Председатель достал смятую пачку «Севера», закурил, протянул пачку Егору, но тот отказался.
— В общем, Егор, что тут присоветуешь? Тебе виднее. Надумал бросать — бросай, я тебя неволить не стану. Работу мы тебе найдем, чай, косить и пахать не разучился. А насчет охоты я тебе давно хотел сказать: и что ты в ней хорошего нашел? Что война, что охота — убийство одно, и ничего больше. Некоторые говорят: подумаешь, зайца застрелил. А заяц жить не хочет? Все хотят. Кровь-то, Егор, у всех одна, и у всех красная. Хоть нас с тобой возьми, хоть лягушку какую. А почему красная? Доктора говорят: шарики в ней, мол, красные плавают. Может, и плавают, не видел. А по-моему, потому и красная, чтобы проливать было страшно. Была б зеленая, скажем, или синяя — ну и что? Чернила и чернила, и ничего такого. А вот когда красная, тогда и страшно. Ты вот на войне не был, не видел, как из человека-то кровь льется. И не дай бог видеть. А что говорят, будто привыкают, — врут это, Егор. Нельзя к такому привыкнуть.

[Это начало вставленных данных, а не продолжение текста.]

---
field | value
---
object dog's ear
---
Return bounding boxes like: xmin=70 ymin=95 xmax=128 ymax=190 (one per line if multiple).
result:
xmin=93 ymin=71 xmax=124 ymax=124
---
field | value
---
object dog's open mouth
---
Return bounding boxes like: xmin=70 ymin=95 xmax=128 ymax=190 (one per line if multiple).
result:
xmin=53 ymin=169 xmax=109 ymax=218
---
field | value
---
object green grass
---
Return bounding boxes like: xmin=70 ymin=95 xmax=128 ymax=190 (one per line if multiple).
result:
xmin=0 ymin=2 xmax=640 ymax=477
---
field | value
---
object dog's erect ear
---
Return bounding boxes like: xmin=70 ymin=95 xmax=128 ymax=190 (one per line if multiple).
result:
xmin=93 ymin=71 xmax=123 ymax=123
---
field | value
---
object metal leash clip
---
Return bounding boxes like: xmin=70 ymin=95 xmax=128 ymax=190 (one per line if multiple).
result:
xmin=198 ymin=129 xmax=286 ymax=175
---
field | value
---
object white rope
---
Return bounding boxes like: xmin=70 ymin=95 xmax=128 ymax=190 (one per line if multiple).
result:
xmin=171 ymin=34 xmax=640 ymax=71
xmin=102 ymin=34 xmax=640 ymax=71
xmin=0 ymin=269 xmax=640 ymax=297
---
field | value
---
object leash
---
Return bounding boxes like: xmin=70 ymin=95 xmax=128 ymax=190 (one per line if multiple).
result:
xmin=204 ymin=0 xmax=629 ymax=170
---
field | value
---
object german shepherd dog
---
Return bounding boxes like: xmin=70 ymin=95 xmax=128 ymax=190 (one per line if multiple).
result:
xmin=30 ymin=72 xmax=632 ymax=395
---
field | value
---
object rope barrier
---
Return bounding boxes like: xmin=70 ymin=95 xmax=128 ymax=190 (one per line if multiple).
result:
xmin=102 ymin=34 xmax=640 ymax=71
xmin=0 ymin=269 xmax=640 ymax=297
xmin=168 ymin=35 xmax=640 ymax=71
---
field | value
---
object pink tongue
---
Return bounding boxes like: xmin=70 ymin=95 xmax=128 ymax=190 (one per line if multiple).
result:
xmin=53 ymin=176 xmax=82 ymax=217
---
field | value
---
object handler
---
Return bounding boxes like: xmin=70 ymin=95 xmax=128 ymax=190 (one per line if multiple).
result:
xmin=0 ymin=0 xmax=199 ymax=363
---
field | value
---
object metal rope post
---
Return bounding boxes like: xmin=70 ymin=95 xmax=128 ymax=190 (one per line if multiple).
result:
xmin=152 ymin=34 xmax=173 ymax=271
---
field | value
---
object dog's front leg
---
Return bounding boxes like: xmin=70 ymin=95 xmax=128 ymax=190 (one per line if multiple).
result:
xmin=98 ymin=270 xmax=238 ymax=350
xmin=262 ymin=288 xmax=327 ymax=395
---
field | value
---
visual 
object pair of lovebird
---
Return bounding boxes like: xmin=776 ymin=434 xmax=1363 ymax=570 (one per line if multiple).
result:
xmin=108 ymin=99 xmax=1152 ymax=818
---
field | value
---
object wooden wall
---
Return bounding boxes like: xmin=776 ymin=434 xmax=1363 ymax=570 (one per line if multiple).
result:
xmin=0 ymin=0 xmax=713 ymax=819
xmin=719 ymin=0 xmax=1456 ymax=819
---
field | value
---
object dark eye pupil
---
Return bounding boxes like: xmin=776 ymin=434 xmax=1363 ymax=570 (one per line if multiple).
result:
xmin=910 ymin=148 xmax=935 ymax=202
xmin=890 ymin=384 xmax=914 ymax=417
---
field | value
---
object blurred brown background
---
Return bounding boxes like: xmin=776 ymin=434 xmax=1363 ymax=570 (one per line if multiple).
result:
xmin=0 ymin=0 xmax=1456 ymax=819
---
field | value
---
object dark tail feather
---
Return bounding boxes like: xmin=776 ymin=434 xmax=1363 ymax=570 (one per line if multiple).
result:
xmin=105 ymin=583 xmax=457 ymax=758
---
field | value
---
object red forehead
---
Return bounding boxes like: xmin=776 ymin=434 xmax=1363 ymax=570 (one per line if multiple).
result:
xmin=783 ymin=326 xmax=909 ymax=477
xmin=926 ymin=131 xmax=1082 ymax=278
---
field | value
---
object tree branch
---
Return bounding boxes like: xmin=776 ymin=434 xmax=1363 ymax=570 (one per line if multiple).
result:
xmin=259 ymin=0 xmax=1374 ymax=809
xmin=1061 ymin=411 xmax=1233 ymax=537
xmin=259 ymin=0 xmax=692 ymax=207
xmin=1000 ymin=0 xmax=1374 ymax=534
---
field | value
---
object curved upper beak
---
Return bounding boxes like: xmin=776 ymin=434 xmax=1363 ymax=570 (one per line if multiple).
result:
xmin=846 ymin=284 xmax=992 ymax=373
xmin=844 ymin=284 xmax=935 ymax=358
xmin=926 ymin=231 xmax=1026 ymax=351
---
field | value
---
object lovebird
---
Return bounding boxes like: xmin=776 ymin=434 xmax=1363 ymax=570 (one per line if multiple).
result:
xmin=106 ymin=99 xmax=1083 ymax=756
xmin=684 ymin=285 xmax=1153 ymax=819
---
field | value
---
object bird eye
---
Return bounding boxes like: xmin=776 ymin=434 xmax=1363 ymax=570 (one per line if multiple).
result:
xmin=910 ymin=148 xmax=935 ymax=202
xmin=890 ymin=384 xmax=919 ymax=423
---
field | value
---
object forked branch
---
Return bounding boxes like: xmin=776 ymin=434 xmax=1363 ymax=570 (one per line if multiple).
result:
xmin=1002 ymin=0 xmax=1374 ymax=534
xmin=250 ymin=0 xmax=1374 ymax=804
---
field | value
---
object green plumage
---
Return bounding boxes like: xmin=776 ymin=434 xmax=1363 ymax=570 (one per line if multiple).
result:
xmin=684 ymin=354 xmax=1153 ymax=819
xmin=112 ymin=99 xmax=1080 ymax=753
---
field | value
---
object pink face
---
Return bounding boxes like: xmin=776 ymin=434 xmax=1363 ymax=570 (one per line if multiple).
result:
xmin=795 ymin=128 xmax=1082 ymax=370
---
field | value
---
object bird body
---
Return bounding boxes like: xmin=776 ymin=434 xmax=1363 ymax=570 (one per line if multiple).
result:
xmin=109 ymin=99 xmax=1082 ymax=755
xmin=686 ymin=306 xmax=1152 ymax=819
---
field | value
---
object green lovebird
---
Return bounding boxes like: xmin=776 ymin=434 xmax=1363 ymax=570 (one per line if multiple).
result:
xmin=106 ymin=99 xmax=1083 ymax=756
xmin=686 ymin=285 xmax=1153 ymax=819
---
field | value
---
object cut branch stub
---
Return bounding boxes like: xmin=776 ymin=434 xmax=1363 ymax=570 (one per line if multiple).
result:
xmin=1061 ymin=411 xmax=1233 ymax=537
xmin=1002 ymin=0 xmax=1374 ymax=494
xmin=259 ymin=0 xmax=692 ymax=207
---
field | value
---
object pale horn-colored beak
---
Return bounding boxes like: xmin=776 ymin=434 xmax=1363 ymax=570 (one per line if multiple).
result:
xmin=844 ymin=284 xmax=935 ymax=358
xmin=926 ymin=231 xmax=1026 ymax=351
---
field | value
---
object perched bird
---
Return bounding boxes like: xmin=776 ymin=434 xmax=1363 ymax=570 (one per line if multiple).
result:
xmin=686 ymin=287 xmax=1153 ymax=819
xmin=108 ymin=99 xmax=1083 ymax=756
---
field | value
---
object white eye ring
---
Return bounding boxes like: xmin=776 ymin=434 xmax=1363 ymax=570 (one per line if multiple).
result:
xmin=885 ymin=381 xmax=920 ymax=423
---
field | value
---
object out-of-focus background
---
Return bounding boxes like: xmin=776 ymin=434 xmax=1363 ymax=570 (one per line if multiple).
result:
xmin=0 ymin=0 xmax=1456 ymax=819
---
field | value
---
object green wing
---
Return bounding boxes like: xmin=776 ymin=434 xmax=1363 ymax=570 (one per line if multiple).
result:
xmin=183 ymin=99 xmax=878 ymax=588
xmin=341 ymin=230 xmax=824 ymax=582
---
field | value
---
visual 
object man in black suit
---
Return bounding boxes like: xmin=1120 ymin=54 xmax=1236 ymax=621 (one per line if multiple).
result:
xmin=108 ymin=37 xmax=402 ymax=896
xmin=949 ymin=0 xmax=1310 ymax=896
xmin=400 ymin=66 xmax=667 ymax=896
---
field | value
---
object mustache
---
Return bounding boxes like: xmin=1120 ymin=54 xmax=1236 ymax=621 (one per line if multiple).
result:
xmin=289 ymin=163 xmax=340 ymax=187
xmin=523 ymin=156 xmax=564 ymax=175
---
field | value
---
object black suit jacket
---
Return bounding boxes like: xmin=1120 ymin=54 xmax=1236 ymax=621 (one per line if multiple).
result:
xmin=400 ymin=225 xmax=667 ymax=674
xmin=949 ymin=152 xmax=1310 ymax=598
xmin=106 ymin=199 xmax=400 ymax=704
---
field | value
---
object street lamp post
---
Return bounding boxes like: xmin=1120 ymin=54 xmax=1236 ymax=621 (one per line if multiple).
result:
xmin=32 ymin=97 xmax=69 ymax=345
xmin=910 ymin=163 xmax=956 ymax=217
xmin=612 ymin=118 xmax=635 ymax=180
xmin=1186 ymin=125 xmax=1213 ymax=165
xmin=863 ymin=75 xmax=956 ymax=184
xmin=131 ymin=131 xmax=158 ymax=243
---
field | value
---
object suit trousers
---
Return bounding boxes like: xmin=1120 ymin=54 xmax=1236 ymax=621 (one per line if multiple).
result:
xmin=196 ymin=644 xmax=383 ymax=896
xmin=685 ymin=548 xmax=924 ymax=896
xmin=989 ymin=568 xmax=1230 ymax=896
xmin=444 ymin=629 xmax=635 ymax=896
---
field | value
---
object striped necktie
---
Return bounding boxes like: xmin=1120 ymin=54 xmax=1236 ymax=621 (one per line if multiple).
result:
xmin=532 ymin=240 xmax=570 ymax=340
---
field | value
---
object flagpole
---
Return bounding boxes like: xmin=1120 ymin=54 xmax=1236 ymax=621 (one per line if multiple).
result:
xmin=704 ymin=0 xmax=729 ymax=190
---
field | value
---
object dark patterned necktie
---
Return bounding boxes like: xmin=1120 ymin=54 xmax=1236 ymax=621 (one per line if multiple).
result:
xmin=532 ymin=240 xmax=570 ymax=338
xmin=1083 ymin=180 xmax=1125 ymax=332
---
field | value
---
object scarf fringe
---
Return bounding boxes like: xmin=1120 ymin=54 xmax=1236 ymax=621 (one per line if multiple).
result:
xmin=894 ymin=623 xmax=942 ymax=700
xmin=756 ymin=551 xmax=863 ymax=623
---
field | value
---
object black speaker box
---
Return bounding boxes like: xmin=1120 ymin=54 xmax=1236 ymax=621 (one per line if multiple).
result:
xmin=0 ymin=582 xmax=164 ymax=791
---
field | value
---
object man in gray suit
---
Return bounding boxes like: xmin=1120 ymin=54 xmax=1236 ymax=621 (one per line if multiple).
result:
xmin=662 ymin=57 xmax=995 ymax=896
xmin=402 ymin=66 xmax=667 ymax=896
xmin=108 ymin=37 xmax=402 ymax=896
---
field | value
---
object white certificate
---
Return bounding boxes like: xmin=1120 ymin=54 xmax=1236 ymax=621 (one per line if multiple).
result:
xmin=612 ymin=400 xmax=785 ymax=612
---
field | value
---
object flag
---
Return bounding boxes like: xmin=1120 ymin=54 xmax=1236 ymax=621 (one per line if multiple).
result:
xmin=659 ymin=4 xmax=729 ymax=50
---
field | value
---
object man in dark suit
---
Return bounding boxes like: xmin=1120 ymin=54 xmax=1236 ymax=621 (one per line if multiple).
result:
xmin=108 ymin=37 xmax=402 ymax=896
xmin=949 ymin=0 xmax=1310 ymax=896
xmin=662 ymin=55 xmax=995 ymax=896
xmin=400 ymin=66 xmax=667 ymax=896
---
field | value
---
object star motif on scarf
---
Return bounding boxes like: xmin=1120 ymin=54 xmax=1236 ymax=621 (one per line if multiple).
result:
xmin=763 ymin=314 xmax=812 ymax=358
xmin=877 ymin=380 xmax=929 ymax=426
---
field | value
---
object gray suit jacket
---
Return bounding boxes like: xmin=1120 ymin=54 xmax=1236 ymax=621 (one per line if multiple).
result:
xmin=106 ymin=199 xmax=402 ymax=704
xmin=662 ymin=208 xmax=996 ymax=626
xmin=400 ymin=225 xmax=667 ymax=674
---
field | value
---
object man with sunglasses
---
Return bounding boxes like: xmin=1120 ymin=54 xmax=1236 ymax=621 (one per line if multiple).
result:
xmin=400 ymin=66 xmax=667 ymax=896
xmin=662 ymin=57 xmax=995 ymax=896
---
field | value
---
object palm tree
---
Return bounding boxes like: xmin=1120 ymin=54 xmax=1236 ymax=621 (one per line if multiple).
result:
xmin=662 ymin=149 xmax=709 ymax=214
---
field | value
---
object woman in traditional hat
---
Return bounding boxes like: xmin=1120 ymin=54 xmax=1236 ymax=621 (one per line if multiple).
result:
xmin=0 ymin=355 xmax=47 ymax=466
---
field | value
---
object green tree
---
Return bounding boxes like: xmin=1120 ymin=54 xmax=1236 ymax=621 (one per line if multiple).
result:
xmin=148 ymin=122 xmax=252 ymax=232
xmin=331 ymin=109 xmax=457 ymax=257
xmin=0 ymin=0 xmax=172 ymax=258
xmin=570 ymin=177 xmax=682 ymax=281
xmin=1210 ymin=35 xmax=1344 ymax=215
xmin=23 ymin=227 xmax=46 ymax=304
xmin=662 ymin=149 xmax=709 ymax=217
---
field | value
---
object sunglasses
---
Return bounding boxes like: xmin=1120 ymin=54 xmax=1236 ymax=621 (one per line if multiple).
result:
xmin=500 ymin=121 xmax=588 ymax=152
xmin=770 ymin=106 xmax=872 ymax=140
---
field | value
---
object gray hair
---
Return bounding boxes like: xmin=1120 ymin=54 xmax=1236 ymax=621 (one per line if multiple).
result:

Егор слушал председателя с удивлением. Никогда не думал, что человек, у которого одних наград сколько, будет говорить так. Ведь четыре года воевал, не раз убивать приходилось, а оказывается, вон все как. А главное, что все было правдой и созвучно с тем, что происходило в душе Егора сейчас. И он не привык к крови, хотя и думал, что привык. Просто одеревенел, что ли, — ведь каждый день только и знал, что стрелял. Он вспомнил, как мальчишкой еще убил первую свою птицу и как смотрел на нее с испугом и удивлением, не веря, что это он лишил ее жизни. Может, всего-то одна дробинка попала птице в грудь, и вся птица была целая, и только пониже зоба на чистых перьях у нее проступала красная капелька крови, и Егор глядел на нее, зачарованный внезапным и непонятным испугом. Это не был тот испуг, который возникает при опасности; его вызвало душевное прикосновение к тому, что было непознанным и запретным и что вдруг открылось воочию, зримо, как будто выстрелом сдернуло некий покров, загораживающий это запретное и тайное.